Having looked through the neo4j manual, I am not convinced that it is a good fit for what we are trying to accomplish.
- The underlying model does not fit well into RDF.
- It is not a triple store.
- It is not based around URIs
- It does not support SPARQL out of the box – it needs add-ons
- It does not appear to support separate disk files for partitioning data
- Cypher (the neo4j query language) is not a standard in the same way that SPAQRL is
- Cypher is still being developed (although there is a mechanism for backward compatibility)
These problems can all be addressed, but they will require add-ons and work-arounds to do so.
The underlying model
Neo4j stores a graph of nodes and arcs. The nodes and arcs can be decorated with what neo4j calls ‘labels’ and ‘properties’.
Labels serve much the same purpose as RDF and OWL classes and predicates. A node may have any number of labels, each arc may have one. One of the main points about them is that one may create indexes (I get the impression that this is actually a legacy feature) on a label:property pair. You can index the ‘name’ property of every node with a ‘Taxon’ label. These indexes can be declared unique, which gives you a degree of data integrity checking (although with nothing like the rigour of an RDBMS).

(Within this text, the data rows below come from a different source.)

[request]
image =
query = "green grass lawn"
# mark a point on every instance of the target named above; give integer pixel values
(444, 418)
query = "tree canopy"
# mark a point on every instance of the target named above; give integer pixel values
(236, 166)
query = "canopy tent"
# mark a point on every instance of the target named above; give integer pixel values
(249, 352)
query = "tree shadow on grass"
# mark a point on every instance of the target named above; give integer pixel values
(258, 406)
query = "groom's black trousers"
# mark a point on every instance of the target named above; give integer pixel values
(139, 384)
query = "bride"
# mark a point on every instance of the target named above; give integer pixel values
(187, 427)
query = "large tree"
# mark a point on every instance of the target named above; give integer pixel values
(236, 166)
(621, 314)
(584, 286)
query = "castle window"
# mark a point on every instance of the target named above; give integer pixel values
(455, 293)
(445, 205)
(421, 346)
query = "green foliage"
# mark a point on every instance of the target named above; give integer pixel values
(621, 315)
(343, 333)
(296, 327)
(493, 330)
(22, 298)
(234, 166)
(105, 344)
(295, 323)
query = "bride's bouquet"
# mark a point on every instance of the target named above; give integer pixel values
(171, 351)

Properties are simply primitive values – numbers, strings, etc. ‘Data properties’ in OWL-speak.
Property and label names are plain strings
Although labels and property names can be URIs, the Cypher language does not support this beyond allowing you to quote these kinds of identifiers (with back-quotes, of all things). It’s missing the ability to declare namespaces to be used as prefixes so far as I can see.
This means that either we put
all over the shop in the queries, or we bolt something over the top of it to supply the missing prefixes when we convert it to RDF. Or we don’t use dublin core.

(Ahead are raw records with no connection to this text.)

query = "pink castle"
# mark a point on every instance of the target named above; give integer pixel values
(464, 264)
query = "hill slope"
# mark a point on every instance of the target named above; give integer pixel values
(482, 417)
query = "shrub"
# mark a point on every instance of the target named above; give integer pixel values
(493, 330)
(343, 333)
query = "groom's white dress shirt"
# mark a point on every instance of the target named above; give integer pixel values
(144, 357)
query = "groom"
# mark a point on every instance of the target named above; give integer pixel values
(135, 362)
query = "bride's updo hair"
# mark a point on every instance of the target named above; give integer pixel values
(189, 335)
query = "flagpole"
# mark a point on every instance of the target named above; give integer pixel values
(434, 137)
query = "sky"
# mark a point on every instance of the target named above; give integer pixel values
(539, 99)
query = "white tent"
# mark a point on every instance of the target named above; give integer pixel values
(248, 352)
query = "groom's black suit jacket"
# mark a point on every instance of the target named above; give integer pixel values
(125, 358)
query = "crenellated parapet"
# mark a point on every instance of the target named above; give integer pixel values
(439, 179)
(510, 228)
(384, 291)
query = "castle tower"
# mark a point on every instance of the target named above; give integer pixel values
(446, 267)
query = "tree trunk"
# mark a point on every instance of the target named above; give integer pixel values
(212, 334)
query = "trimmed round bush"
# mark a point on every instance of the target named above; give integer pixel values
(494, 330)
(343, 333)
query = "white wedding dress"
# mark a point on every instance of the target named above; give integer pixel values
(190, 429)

Neo4j permits properties to be placed on arcs
While this is basically a great idea, it doesn’t translate into RDF. The way to do this in RDF would be to generate a rdfs:Statement object for each arc, and to attach the properties to that. This means that we require a translation layer (unless the bolt-ons on the web site do something like that).
A problem is that we would want to do this a lot – one of the things we need to do is to attach data to the arcs. Really, its a deficiency with the RDF model itself, but if we want to produce RDF at all then the question of ‘how do we present this data we have put on the arcs’ becomes a thing.

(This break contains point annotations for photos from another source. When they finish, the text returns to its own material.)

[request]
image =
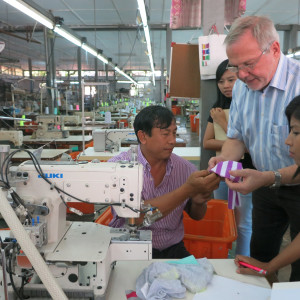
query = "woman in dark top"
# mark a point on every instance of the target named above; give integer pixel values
(214, 137)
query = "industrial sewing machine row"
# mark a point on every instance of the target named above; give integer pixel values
(79, 255)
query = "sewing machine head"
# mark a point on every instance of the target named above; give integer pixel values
(119, 184)
(50, 126)
(110, 139)
(12, 136)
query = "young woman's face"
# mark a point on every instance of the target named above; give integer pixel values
(226, 83)
(293, 140)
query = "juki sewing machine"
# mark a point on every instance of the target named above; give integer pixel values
(110, 139)
(80, 255)
(12, 136)
(49, 126)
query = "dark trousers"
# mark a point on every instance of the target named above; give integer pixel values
(273, 211)
(175, 251)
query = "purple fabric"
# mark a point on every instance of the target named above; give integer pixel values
(169, 230)
(222, 169)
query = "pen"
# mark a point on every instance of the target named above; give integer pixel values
(259, 270)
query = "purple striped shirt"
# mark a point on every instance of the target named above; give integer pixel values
(169, 230)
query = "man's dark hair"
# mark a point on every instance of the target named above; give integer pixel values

Another issue is that properties are only ever data, not arcs in themselves. One of the things we may want to do is to use a controlled vocabulary for certain properties. Enumerated types. The way we normally do this is to declare a set of URIs. We can certainly put these in strings as properties on arcs, but they wouldn’t link to nodes in the same way. In RDF, a URI is simply a URI. In SPARQL you can query for ‘nodes having a persistence type that is a shade of blue’, because ‘persistence type’ and ‘colour shade’ are nodes in their own right. But if we want arcs to have a ‘persistence type’, Neo4j just doesn’t work that way.
no quad store
We could simulate a quad store (to permit the SPARQL named graph construct) by adding a property to each node and arc. But again – there would need to be a layer added to translate this hack. Perhaps the SPARQL service built for Neo4j has provision for this.
The data store, and staging
Jena permits a ‘graph’ to be made up of bits stored in different directories on disk. For instance, in our service layer at present the AFD, APNI/APC, and CoL datasets are split into different files. As far as I can see, Neo4j simply doesn’t do this. Another thing that we can do in JENA is load the vocabulary files from RDF as static data. Neo4j would require them to be converted.
I’m not sure how we would both have an editor app that updates the tree and also have a SPAQL service running against that same data, although this is a problem in both Neo4j and Jena/Joseki. We could
- run the data store as a separate process on a separate port and communicate over http
- build the core tree manipulation operations as a library module in Neo4j or joseki (communicating via RMI, perhaps)
- run neo4j or joseki inside the tree webapp. Doing this probably means we lose all the clustering and management functionality.
Neo4j does do transactions, but it does them by maintaining state in-memory. I’m not 100% confident about that, but then again: I’m not sure how JENA doe them.
Cypher is kinda cute. Nodes have parentheses, arcs have arrows suspiciously like the syntax in Graphviz .dot files, and filtering criteria uniformly have square brackets. It has features which I can’t recall as being in SPARQL, that is: it may be better than SPARQL.
The main thing is as stated: it’s not a standard, and they are still working on it. To be confident your code will continue to work, you need to add a cypher version command at the top of the file.
As I said: I don’t like it, don’t trust it, but maybe I’m just a stick-in-the-mud. The main issue is the mismatch between this and RDF.